Advanced in vitro exposure systems.

Application of a multi‑layer systems toxicology framework for in vitro assessment of the biological effects of Classic Tobacco e‑liquid and its corresponding aerosol using an e‑cigarette device

7. Sep. 2019

https://doi.org/10.1007/s00204-019-02565-9


Anita R. Iskandar, Filippo Zanetti, Diego Marescotti, Bjorn Titz, Alain Sewer, Athanasios Kondylis, Patrice Leroy, Vincenzo Belcastro, Laura Ortega Torres, Stefano Acali, Shoaib Majeed, Sandro Steiner, Keyur Trivedi, Emmanuel Guedj, Celine Merg, Thomas Schneider, Stefan Frentzel, Florian Martin, Nikolai V. Ivanov, Manuel C. Peitsch, Julia Hoeng


Philip Morris International R&D, Philip Morris Products S.A., Quai Jeanrenaud 5, 2000 Neuchâtel, Switzerland

Previous experimental setups shows the effects of e-liquids on cell viability (first layer), followed by investigating the potential mechanisms of toxicity elicited by e-liquids (second layer) and finally assessing the impacts of aerosols (third layer).
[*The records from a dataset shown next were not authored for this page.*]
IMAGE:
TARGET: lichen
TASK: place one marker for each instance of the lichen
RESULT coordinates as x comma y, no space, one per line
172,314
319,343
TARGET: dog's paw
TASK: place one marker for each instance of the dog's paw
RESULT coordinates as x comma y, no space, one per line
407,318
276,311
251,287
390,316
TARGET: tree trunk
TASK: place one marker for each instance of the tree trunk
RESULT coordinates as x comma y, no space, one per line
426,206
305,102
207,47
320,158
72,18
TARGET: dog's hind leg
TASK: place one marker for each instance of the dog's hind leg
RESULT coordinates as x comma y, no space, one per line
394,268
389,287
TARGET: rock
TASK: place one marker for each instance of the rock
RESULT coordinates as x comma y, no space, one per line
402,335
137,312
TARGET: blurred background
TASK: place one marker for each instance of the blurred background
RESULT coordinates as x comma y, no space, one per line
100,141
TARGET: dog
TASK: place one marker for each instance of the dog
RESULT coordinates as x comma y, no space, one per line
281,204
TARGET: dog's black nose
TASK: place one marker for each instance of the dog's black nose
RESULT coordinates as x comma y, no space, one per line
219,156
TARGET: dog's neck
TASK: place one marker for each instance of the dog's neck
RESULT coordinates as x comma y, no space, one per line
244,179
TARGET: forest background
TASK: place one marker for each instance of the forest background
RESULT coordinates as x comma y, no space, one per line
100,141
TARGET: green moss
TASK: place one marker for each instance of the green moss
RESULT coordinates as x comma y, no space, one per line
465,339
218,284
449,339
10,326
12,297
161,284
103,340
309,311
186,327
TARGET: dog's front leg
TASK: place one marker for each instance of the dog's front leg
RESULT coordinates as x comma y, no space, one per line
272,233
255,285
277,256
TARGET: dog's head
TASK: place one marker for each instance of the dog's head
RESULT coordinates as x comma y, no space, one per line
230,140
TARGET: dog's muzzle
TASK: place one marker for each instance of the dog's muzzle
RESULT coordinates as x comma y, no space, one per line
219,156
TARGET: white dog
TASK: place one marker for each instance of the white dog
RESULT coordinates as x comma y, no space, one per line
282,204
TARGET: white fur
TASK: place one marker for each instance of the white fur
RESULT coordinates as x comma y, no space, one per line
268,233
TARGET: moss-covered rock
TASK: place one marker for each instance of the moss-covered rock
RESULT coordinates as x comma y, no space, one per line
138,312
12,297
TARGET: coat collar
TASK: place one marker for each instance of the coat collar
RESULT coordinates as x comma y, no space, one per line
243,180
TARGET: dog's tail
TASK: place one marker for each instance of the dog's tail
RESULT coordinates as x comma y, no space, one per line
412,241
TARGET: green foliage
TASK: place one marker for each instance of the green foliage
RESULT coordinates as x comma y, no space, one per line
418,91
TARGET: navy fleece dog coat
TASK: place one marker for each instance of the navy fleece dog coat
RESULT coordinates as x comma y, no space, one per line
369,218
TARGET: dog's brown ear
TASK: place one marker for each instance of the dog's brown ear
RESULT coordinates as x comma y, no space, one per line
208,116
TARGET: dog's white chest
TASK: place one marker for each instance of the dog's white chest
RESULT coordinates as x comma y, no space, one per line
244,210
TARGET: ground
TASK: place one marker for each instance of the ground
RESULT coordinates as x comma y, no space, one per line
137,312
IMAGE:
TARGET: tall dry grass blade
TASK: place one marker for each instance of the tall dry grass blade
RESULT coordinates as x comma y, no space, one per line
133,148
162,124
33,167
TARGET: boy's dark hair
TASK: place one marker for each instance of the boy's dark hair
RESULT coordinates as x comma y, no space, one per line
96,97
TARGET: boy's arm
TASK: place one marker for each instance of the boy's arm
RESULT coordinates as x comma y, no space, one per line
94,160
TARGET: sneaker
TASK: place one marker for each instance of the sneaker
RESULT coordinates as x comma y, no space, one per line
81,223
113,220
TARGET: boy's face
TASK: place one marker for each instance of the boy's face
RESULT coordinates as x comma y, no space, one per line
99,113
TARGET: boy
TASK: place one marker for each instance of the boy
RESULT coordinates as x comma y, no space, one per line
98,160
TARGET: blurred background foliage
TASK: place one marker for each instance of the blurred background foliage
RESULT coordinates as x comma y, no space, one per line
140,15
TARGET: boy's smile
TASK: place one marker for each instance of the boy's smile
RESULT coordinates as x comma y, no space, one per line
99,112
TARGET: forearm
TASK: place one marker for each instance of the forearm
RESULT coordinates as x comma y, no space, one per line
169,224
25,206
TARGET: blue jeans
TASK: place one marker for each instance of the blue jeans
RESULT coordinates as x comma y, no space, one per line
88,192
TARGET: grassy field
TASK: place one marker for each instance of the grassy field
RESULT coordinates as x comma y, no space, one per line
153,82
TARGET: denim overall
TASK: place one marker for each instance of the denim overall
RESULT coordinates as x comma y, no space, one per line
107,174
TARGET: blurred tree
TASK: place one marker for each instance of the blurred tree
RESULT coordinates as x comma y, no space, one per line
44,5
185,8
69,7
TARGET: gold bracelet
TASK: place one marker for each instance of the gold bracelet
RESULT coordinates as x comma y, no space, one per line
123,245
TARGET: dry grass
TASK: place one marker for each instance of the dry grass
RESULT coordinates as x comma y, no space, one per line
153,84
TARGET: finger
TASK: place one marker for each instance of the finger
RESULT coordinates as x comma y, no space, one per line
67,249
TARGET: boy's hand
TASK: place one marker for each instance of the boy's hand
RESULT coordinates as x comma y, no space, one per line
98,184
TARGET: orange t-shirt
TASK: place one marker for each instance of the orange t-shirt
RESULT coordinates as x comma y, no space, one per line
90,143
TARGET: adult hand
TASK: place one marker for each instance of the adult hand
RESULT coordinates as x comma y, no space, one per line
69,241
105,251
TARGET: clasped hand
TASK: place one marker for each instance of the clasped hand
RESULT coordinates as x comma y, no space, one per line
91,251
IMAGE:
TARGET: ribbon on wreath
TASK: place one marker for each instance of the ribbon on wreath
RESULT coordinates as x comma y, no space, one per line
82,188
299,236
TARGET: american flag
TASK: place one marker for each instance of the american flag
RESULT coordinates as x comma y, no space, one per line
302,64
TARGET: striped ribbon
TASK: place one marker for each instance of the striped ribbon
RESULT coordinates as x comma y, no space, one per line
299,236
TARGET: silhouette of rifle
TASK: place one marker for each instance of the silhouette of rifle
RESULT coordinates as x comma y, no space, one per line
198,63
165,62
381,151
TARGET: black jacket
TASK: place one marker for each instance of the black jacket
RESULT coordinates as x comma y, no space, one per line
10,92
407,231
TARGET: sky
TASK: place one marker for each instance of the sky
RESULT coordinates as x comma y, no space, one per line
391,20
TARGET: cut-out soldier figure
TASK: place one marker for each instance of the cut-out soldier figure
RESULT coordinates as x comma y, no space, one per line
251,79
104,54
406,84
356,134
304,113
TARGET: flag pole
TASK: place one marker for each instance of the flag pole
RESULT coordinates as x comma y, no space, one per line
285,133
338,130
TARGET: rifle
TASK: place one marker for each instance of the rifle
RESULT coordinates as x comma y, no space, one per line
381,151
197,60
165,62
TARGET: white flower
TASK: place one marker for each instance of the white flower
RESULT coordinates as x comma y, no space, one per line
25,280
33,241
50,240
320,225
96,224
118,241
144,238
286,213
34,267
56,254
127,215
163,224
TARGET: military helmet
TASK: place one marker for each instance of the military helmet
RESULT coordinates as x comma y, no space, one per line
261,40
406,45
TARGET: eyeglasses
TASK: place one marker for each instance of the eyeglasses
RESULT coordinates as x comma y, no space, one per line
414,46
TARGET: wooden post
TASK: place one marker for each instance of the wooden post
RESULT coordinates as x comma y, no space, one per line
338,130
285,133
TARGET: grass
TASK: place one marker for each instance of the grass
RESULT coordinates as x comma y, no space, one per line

In this present work shows how the three-layer framework is leveraged to evaluate the potential toxicity and biological effects of the MESH Classic Tobacco and Base e-liquids/aerosols compared with those of 3R4F CS.

 

Abstract
We previously proposed a systems toxicology framework for in vitro assessment of e-liquids. The framework starts with the first layer aimed at screening the potential toxicity of e-liquids, followed by the second layer aimed at investigating the toxicity-related mechanism of e-liquids, and finally, the third layer aimed at evaluating the toxicity-related mechanism of the corresponding aerosols. In this work, we applied this framework to assess the impact of the e-liquid MESH Classic Tobacco and its aerosol compared with that of cigarette smoke (CS) from the 3R4F reference cigarette. In the first layer, we evaluated the cytotoxicity profile of the MESH Classic Tobacco e-liquid (containing humectants, nicotine, and flavors) and its Base e-liquid (containing humectant and nicotine only) in comparison with total particulate matter (TPM) of 3R4F CS using primary bronchial epithelial cell cultures. In the second layer, the same culture model was used to explore changes in specific markers using high-content screening assays to identify potential toxicity-related mechanisms induced by the MESH Classic Tobacco and Base e-liquids beyond cell viability in comparison with the 3R4F CS TPM-induced effects. Finally, in the third layer, we compared the impact of exposure to the MESH Classic Tobacco or Base aerosols with 3R4F CS using human organotypic air–liquid interface buccal and small airway epithelial cultures. The results showed that the cytotoxicity of the MESH Classic Tobacco liquid was similar to the Base liquid but lower than 3R4F CS TPM at comparable nicotine concentrations. Relative to 3R4F CS exposure, MESH Classic Tobacco aerosol exposure did not cause tissue damage and elicited lower changes in the mRNA, microRNA, and protein markers. In the context of tobacco harm reduction strategy, the framework is suitable to assess the potential-reduced impact of electronic cigarette aerosol relative to CS.